The world’s leading publication for data science, AI, and ML professionals.

Saver journeys: momentum, deep engagement & dynamic segments

We take a second look at Jupiter's early data, segmenting users and trying to predict what moves someone from a low to high propensity…

Copyright Jupiter Savings. Creative Commons Attribution 4.0 International License.
Copyright Jupiter Savings. Creative Commons Attribution 4.0 International License.

Synthesis:

  • App engagement, saving momentum and rewards allow ~90% accuracy in predicting savers’ segment dynamics.
  • Savers resist easy classification, but focusing on their journeys, not their static points, leads to structure and meaning that can be acted on.
  • Unfounded priors about inherent user characteristics or "big data" may be unhelpful, especially when applying data science in early days.

Finding segments that are both robust and useful

In a previous article, we took a look at Jupiter’s data on triggering users to save more. In this one, we look at what we can tell about savers’ overall behaviour, or segmenting and Clustering, for Jupiter’s first ~1,000 savers.

Step one is a traditional "RFM" segmentation – "recency" (how recent did someone save), "frequency" (how often did they save), and "monetary" (what’s their balance).

We divide all our savers into quartiles and then combine the labels, so "111" means "top quartile recency, top quartile frequency, top quartile monetary", and so on. Often when you do this, one or two segments will be dominant (111 if things are going well, 444 if you’re in trouble). Here’s our plot:

High heterogeneity in standard segmentation techniques
High heterogeneity in standard segmentation techniques

At least our biggest segment is 111, but that’s a lot of dispersion. We could group 111 and 112 as "frequent, high value", and then the 443 and 442 as "infrequent, low value", but at most that would catch ~30% of users.

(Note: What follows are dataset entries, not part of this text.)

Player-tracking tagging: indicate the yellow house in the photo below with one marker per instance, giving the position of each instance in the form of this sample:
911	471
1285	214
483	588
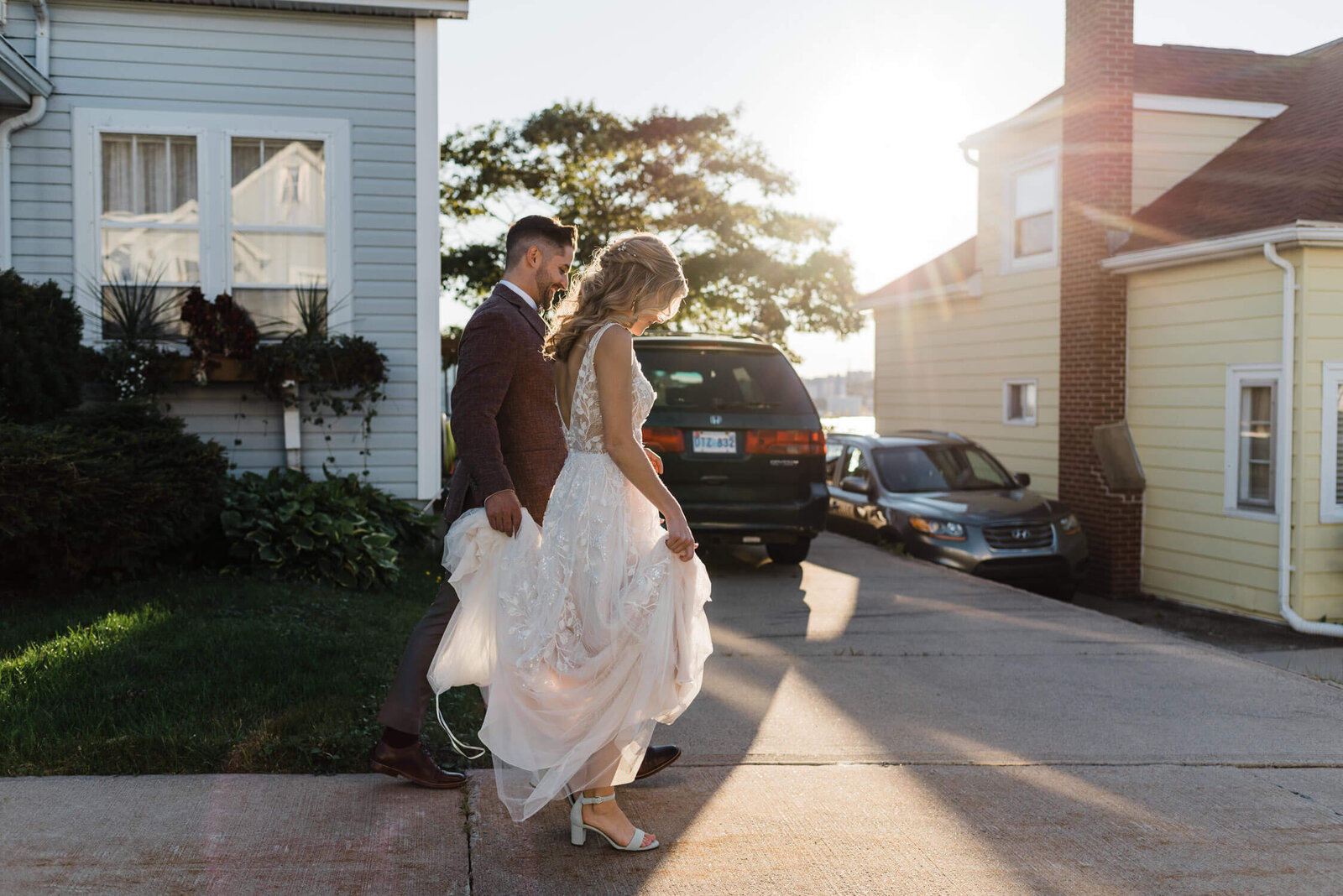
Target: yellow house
1224	322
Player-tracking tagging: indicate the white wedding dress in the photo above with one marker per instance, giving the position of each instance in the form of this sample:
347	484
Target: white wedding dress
582	635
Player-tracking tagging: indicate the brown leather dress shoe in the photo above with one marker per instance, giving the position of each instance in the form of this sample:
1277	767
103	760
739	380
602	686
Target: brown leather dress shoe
656	759
415	765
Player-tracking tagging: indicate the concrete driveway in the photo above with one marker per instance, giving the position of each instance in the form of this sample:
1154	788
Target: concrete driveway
868	725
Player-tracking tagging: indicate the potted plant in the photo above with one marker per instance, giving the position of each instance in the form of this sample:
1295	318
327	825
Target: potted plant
222	338
136	317
335	374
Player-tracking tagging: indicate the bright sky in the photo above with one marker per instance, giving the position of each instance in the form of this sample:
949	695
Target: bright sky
861	101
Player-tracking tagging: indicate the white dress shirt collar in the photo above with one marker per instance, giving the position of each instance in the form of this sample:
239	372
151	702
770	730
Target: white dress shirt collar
519	290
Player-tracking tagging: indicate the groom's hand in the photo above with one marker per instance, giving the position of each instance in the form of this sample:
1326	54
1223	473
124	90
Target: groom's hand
504	511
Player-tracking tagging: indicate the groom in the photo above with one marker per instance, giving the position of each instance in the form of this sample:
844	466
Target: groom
510	450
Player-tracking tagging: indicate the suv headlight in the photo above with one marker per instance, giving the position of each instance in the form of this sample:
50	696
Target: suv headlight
939	529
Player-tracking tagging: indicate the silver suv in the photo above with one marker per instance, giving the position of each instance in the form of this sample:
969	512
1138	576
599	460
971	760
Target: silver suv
948	501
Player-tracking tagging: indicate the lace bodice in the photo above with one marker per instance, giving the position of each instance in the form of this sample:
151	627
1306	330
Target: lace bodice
586	428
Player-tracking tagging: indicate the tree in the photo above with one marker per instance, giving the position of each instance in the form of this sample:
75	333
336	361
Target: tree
754	268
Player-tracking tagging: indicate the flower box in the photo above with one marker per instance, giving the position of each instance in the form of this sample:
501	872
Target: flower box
217	371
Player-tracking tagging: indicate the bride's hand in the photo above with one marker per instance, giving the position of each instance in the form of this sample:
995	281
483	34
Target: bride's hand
680	541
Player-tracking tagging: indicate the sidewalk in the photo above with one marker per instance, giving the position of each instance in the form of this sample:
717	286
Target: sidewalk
868	725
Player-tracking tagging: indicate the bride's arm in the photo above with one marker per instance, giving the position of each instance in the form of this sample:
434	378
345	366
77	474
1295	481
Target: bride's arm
613	364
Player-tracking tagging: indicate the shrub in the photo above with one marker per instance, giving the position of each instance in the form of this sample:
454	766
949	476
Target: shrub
39	351
337	530
112	490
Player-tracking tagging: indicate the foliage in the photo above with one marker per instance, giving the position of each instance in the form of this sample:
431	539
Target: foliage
138	371
111	490
194	672
134	309
695	181
340	373
39	351
336	530
219	327
449	344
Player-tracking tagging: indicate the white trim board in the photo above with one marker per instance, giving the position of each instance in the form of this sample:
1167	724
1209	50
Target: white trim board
407	8
212	133
1208	107
1222	247
1239	376
429	439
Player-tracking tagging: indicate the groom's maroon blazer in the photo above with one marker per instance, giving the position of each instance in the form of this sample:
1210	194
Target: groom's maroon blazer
505	421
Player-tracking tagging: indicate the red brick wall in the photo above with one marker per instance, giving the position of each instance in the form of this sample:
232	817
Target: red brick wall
1096	192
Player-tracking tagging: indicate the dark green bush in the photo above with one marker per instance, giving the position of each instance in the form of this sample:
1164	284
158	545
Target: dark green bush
337	529
113	490
39	351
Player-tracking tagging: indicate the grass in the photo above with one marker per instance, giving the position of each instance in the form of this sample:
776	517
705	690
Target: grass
198	672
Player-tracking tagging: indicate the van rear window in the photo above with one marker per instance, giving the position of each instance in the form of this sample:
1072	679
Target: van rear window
713	380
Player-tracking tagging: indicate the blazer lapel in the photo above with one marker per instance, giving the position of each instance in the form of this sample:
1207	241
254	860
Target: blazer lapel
523	307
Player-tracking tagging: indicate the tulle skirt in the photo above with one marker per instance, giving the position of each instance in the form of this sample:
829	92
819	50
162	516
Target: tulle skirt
582	636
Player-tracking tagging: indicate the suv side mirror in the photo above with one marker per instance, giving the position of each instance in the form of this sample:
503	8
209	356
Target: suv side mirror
854	484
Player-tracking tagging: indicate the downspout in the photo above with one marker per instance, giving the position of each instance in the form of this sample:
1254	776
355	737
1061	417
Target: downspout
42	38
1284	455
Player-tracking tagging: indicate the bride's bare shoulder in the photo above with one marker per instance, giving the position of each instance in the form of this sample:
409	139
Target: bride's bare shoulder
613	344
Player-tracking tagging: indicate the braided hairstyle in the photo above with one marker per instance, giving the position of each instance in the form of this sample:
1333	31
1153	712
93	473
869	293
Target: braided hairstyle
628	278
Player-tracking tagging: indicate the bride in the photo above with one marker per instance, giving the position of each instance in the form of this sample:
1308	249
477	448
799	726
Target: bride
588	631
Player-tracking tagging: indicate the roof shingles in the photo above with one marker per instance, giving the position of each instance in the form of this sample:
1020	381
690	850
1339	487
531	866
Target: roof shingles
1287	169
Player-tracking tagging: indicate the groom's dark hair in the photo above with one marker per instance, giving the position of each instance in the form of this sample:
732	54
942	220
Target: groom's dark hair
527	231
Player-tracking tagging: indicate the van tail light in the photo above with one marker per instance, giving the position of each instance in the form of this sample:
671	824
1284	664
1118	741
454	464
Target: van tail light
786	441
664	439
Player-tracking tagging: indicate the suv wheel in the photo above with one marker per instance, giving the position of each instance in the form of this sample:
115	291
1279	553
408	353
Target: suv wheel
794	553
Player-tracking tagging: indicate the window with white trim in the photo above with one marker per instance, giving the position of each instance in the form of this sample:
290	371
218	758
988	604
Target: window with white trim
253	206
1251	464
279	223
1031	212
149	221
1020	401
1331	418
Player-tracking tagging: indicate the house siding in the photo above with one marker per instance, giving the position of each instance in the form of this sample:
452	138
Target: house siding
1319	549
942	365
1185	326
1170	147
228	60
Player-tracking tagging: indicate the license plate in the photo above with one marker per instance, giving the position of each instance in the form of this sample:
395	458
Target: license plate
713	443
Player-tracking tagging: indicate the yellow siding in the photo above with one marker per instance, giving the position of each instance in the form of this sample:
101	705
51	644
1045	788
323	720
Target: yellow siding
1170	147
1319	548
1185	326
942	365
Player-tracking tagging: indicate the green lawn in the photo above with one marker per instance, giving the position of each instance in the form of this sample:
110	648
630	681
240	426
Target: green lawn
196	672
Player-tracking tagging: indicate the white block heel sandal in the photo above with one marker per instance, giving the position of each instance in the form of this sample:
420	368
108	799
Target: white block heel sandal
577	831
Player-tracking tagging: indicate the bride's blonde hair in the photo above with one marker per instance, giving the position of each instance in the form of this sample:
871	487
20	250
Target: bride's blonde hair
626	279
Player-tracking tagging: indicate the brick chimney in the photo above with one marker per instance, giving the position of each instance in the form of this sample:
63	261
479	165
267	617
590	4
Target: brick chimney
1096	196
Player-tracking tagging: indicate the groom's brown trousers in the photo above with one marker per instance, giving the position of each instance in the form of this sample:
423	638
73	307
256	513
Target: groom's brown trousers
510	436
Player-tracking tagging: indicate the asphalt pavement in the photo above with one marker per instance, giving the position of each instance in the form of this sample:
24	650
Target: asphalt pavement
870	725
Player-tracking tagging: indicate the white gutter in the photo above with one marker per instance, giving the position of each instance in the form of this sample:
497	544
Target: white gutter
42	36
1220	247
1284	456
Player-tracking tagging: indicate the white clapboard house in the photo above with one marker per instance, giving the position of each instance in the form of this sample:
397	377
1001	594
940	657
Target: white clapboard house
246	147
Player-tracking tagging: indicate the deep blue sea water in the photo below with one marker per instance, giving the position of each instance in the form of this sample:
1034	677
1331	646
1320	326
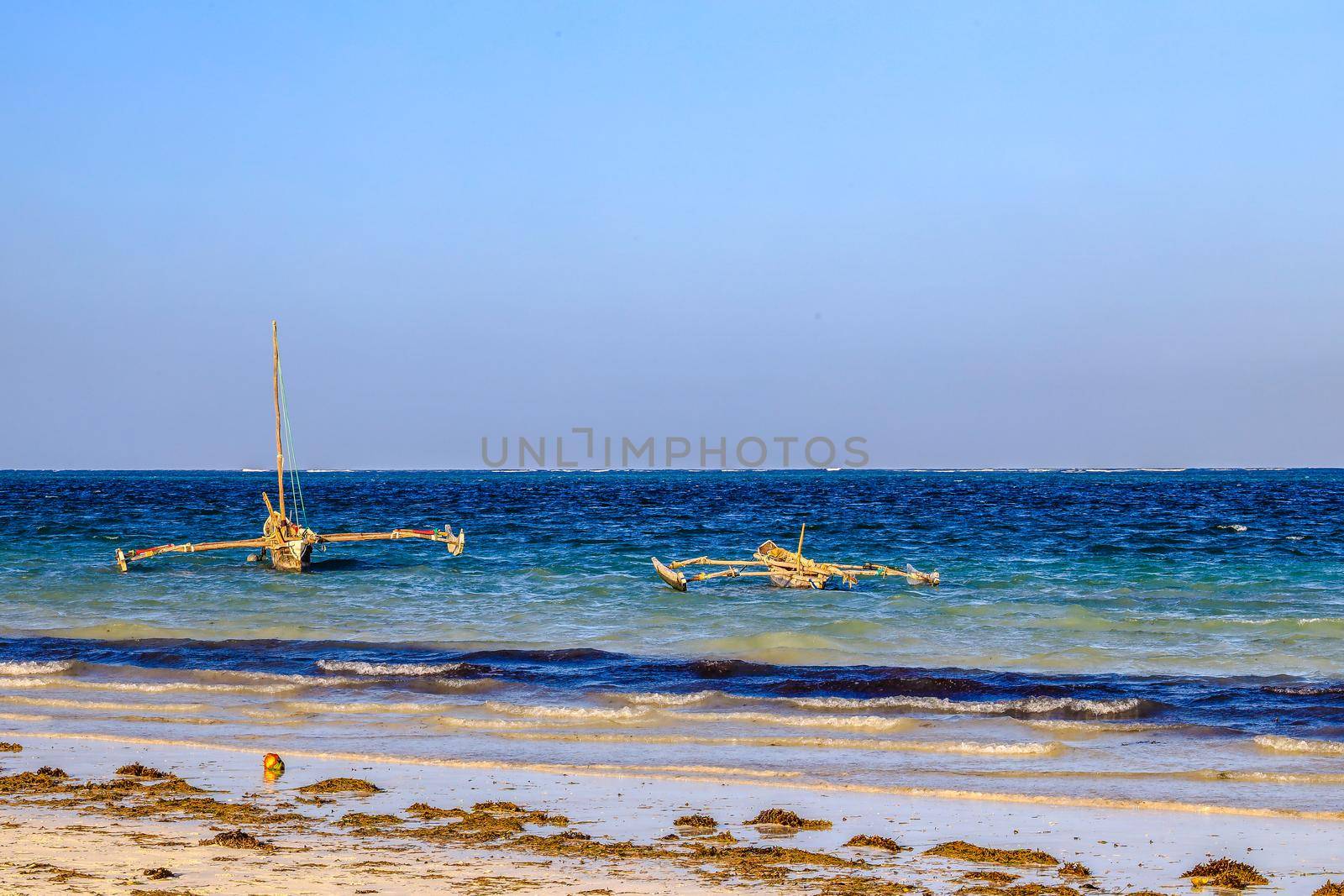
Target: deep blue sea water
1081	616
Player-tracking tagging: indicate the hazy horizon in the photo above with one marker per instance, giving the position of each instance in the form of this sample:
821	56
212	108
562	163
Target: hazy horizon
1023	237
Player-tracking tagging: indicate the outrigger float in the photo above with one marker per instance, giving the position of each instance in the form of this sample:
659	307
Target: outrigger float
288	544
786	570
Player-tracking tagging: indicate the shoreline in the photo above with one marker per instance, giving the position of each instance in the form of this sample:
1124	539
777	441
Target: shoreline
721	775
1128	851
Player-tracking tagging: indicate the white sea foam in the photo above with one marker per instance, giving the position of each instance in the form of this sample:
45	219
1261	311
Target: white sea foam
1280	743
848	723
1026	705
671	699
570	714
35	668
409	669
958	747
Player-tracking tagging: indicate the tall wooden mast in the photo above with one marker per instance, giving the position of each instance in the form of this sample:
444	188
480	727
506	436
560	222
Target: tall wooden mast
280	450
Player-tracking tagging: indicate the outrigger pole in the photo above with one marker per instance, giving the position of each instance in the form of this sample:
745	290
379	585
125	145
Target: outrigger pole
280	448
286	543
788	570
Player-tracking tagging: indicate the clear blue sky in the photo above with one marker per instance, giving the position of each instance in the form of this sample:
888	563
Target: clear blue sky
978	234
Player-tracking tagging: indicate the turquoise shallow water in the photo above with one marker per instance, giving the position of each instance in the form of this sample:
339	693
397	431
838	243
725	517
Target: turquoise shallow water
1135	573
1131	636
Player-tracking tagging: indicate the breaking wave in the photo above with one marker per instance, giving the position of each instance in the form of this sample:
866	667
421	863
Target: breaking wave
1280	743
1068	707
35	668
396	669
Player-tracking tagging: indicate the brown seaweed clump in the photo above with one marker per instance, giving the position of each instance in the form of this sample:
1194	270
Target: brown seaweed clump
990	876
1227	873
44	781
703	822
785	819
862	886
235	840
136	770
972	853
363	821
874	841
342	786
432	813
1019	889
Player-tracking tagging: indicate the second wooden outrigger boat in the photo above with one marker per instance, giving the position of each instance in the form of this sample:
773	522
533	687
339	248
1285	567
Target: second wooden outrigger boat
786	570
288	544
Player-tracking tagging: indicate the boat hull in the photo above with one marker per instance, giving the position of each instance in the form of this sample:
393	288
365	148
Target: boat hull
292	558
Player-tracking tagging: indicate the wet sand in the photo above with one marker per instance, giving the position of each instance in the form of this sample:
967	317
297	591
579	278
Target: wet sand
577	831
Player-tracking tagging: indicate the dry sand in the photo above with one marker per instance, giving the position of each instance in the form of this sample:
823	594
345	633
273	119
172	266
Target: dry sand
65	837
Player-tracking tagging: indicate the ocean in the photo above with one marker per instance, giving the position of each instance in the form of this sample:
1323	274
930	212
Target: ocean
1136	637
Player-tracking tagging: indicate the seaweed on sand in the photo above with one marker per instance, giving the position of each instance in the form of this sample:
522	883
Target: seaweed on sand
521	813
235	840
363	822
786	819
342	786
207	809
874	841
1019	889
432	813
45	781
1227	873
990	876
862	886
138	770
703	822
972	853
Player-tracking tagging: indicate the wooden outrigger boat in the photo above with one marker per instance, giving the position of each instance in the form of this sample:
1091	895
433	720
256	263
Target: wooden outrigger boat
288	544
786	570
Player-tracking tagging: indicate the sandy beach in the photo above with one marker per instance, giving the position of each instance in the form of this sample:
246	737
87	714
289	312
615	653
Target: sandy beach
575	831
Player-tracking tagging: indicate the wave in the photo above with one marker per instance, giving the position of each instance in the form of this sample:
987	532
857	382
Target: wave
1021	707
858	723
1278	743
956	747
573	714
55	703
35	667
396	669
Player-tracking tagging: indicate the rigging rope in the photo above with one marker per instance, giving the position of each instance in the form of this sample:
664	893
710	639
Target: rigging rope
295	485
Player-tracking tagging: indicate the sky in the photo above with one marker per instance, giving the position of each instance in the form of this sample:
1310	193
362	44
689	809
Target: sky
972	234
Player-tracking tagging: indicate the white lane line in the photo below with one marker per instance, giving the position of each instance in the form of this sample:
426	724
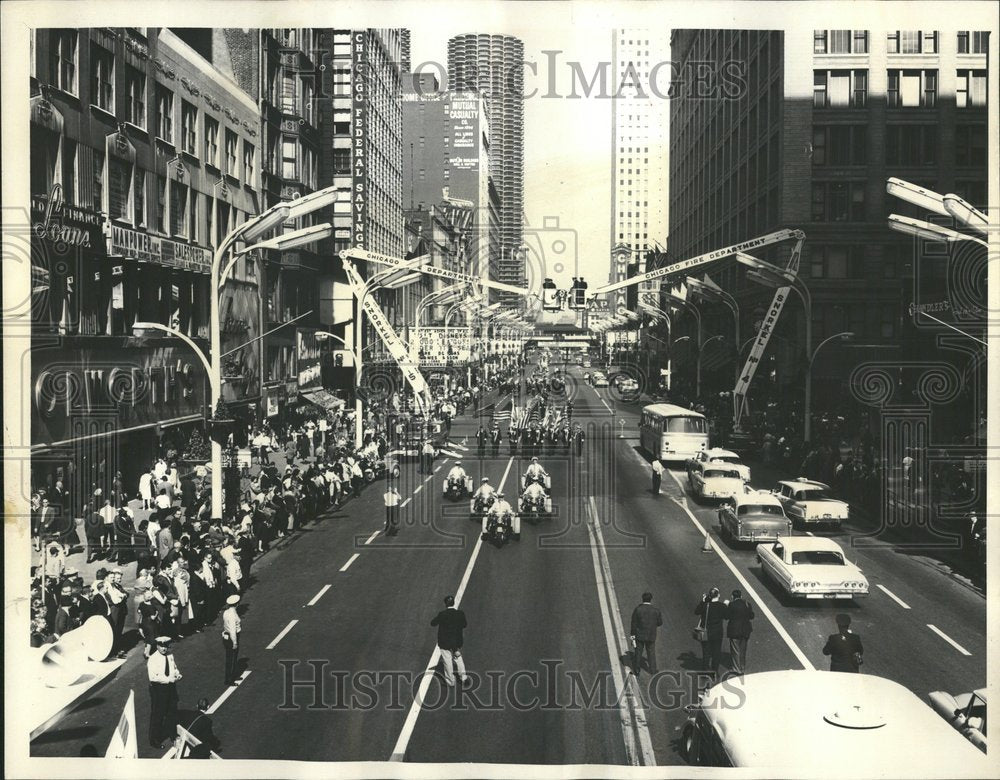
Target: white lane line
281	636
399	751
748	588
893	596
948	639
633	714
319	595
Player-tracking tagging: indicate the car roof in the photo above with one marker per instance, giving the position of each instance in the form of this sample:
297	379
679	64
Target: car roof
802	484
892	722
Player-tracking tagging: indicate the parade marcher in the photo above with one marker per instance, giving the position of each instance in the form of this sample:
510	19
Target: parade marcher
231	627
844	647
161	667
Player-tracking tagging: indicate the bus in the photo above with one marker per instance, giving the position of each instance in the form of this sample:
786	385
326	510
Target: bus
670	432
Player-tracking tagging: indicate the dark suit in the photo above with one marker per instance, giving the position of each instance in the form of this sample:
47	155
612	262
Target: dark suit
450	622
645	620
841	649
739	614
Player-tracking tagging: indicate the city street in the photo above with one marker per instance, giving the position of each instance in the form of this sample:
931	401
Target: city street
350	608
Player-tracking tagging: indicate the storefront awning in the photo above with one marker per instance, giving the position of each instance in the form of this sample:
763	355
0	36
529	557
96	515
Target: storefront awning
323	400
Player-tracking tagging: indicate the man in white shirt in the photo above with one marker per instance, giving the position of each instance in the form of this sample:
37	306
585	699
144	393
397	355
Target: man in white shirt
163	676
231	627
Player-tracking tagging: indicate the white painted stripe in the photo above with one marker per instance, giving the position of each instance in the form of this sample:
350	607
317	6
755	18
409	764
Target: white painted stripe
747	587
319	595
948	639
281	636
399	751
893	596
633	713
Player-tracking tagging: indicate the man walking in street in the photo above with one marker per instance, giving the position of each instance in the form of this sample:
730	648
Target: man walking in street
451	623
163	676
231	627
646	619
739	615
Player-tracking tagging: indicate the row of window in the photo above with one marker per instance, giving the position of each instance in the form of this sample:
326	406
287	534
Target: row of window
897	42
63	56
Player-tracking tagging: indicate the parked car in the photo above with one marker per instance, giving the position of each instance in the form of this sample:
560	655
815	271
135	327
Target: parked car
811	567
809	503
965	712
719	455
715	480
754	516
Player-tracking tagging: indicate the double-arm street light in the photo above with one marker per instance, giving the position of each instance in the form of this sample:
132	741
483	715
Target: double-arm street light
247	232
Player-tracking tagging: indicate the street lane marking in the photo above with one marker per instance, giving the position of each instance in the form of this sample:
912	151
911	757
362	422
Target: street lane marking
948	639
280	636
399	751
893	596
748	588
633	715
323	590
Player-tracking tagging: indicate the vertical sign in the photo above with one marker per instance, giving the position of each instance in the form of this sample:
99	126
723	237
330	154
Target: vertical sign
359	131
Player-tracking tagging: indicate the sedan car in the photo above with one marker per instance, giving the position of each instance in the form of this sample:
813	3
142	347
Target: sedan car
809	503
811	567
754	516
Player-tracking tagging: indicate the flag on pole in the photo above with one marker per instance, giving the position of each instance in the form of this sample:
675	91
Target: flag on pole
123	742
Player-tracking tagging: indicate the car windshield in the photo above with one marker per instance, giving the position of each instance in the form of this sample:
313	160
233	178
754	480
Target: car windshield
818	557
760	509
684	425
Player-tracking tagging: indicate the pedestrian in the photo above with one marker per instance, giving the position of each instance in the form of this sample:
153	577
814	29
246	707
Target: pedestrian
451	624
161	667
392	500
657	476
646	619
739	615
231	627
844	647
713	613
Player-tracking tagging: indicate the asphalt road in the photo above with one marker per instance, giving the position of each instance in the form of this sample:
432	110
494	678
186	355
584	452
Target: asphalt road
548	617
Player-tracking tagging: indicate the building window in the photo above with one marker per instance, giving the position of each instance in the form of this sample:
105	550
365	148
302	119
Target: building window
139	198
970	145
911	88
211	141
911	145
248	166
970	91
62	59
231	169
189	128
135	96
164	113
178	209
120	189
102	78
161	204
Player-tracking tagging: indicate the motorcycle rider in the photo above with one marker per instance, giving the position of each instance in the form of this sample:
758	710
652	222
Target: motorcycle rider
498	512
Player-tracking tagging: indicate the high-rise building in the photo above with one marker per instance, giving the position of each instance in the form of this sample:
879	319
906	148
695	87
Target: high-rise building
806	137
493	65
639	141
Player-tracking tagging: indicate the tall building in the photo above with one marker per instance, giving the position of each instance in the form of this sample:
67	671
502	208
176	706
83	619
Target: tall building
145	154
820	120
493	65
639	151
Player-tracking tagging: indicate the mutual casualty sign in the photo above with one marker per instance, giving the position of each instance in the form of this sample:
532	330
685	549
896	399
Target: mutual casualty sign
763	336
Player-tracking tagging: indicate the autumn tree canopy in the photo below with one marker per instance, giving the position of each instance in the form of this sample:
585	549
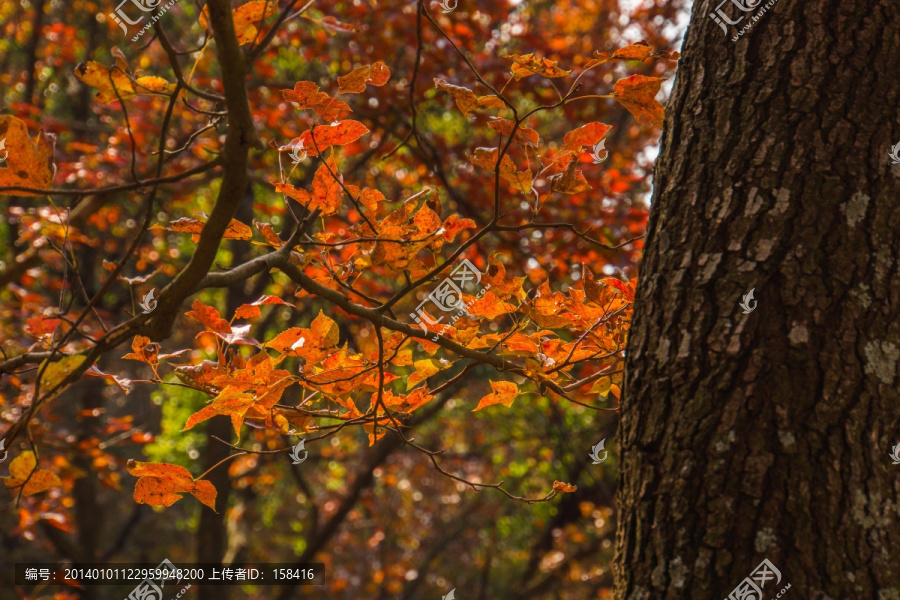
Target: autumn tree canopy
402	233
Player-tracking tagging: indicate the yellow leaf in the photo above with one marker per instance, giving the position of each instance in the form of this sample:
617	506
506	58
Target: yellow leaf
245	18
22	471
326	333
637	93
504	393
162	484
112	80
29	163
424	369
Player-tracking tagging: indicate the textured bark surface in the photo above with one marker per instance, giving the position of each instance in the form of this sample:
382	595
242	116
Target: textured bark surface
766	435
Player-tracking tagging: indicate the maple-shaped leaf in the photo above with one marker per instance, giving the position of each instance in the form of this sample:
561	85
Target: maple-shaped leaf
355	81
144	350
112	80
424	369
306	94
231	402
504	393
560	486
638	94
490	306
571	181
326	190
162	484
28	163
465	98
340	133
209	316
486	158
528	64
453	225
23	472
524	135
246	17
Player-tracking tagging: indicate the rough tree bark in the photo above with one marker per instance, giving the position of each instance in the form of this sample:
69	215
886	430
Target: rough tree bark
766	435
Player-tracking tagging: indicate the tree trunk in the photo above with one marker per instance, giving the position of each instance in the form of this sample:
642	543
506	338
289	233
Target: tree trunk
766	435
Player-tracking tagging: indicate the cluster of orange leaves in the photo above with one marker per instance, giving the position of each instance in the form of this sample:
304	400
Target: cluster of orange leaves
251	388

Savers are not falling into nice buckets or a few personas

After this, we did a lot of wrangling. We added in behaviour data and ran a bunch of analyses (K-Means, HDBScan, t-SNE, etc). Most came up the same as RFM – lots of dispersion, no intuitive structure. Eventually, though, we combined two methods and started making progress:

(1) Applying principal component analysis (PCA) to find the primary source of variation in the streams of user events. We could explain a big chunk of the variance among users just by how often they opened the Jupiter app and engaged with "snippets" (in-app pieces of financial literacy), and how ** often they saved and redeemed a boost. Cross-correlations reinforced this finding. Engagement is a meaningful axis of variatio**n.

(2) Making one high-level division of savers into those that saved more than once a month and those saving once or less, merging in the event counts per user, and running a clustering algorithm (HDBScan) within each of those larger pools. That division allowed us to find a good fit with just 2–3 cluster points in each of the two pools, for five segments overall.

When joined back together and plotted against the log of balances, we had finally found our way to a clustering that represented both the high-dimensional behavioural data and showed a clear progression in value. The five segments emerged from the data, not our priors, so we couldn’t give them cute names, but we could start asking good questions about them.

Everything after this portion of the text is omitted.